Toutefois, précise-t-il, attention : si on peut
dire du message du Christ qu’il est moderne, il
n’en va pas de même des agissements de l’Église
dans l’histoire qui vont plutôt dans le sens
d’une « inversion radicale des valeurs
évangéliques ». Reprenant une argumentation de
Kierkegaard, Lenoir va même jusqu’à affirmer
que, « parce qu’elle maintient l’illusion que
son discours et ses pratiques sont ceux du
christianisme, alors qu’il n’en est rien,
l’Église rend le véritable christianisme
inaccessible aux hommes, elle le dissimule ».
Elle a, nuance-t-il, bien veillé à la
transmission du message à travers l’histoire,
mais elle n’a pas souvent su le mettre en
pratique.
La perspective de Lenoir n’est pas théologique
(ou croyante), mais philosophique. Pour lui, ce
qui compte, au premier chef, c’est ce que disent
les textes évangéliques « tels qu’ils existent
et l’influence qu’ils ont eue dans l’histoire ».
S’il insiste, au passage, sur « la certitude de
l’existence historique de Jésus » en présentant
les preuves classiques à l’appui, Lenoir entend
surtout lire les Évangiles comme il lit Platon.
« Nul ne saura jamais, explique-t-il, ce qu’a
dit vraiment Socrate, mais ce que Platon lui
fait dire dans ses Dialogues constitue un
enseignement d’une grande profondeur. »
Ainsi, donc, du message du Christ. Il contient,
écrit Lenoir, une spiritualité qui bouscule les
institutions religieuses en relativisant les
signes extérieurs du culte au profit d’une
pratique intérieure, situe l’essentiel dans
l’amour du prochain et annonce que la grâce est
du côté des humbles. Sur le plan éthique, et
Lenoir le montre avec force, le message
christique prône, dans une société où cela est
impensable, l’égalité de tous, la liberté
individuelle, l’émancipation de la femme, la
justice sociale, la séparation des pouvoirs, la
non-violence et le pardon et la reconnaissance
de la personne humaine comme sujet autonome. La
modernité, quoi, mais en lien avec une
transcendance. C’est par fidélité à ce message
subversif, et non pour racheter nos péchés,
qu’il acceptera la mort.
Or, si le Christ est moderne, l’Église
catholique, elle, devenue représentante de la
religion principale de l’empire romain en 313,
ne le sera pas et contredira le message de son
inspirateur en entretenant la confusion entre
les pouvoirs politique et religieux,
particulièrement à l’époque de l’Inquisition.

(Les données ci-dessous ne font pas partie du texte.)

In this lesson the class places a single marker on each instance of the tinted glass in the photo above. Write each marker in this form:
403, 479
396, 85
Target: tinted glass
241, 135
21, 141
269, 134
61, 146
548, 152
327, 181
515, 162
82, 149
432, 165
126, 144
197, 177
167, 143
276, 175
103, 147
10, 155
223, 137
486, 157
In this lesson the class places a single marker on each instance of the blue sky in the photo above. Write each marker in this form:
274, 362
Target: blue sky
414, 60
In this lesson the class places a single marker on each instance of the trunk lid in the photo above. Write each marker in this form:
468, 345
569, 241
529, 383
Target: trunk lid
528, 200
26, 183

Des catholiques contestataires se rebifferont,
mais il faut attendre la naissance de
l’humanisme, à la Renaissance et en réaction aux
abus de l’Église, pour assister au retour en
force des principes évangéliques.
Avec Pétrarque et sa défense de l’intériorité,
avec Pic de la Mirandole et son éloge de la
liberté et de la raison, avec, plus tard,
Descartes qui sépare foi et raison et avec, au
moment des Lumières, Kant qui conserve Dieu mais
conteste « la prétention des Églises à
subordonner la connaissance rationnelle aux
Écritures et au magistère », le message du
Christ est réactivé, mais hors de l’Église et
sous une forme de plus en plus laïcisée. Le
processus est fascinant : c’est contre l’Église
que naît la modernité, mais en référence à
l’éthique christique. Religion de la sortie de
la religion, comme l’exprime Marcel Gauchet. Si
la modernité, ajoute Lenoir, est advenue en
Occident, c’est à cause du christianisme.
D’où l’on peut comprendre, et c’est le génie de
ce pénétrant et accessible ouvrage de le
démontrer, qu’il n’est nul besoin d’être croyant
pour reconnaître la valeur inestimable du
christianisme et pour être, d’une certaine
manière, chrétien. Il suffit d’être, au noble
sens du terme, vraiment moderne, ce que l’Église
actuelle ne parvient pas encore à accepter.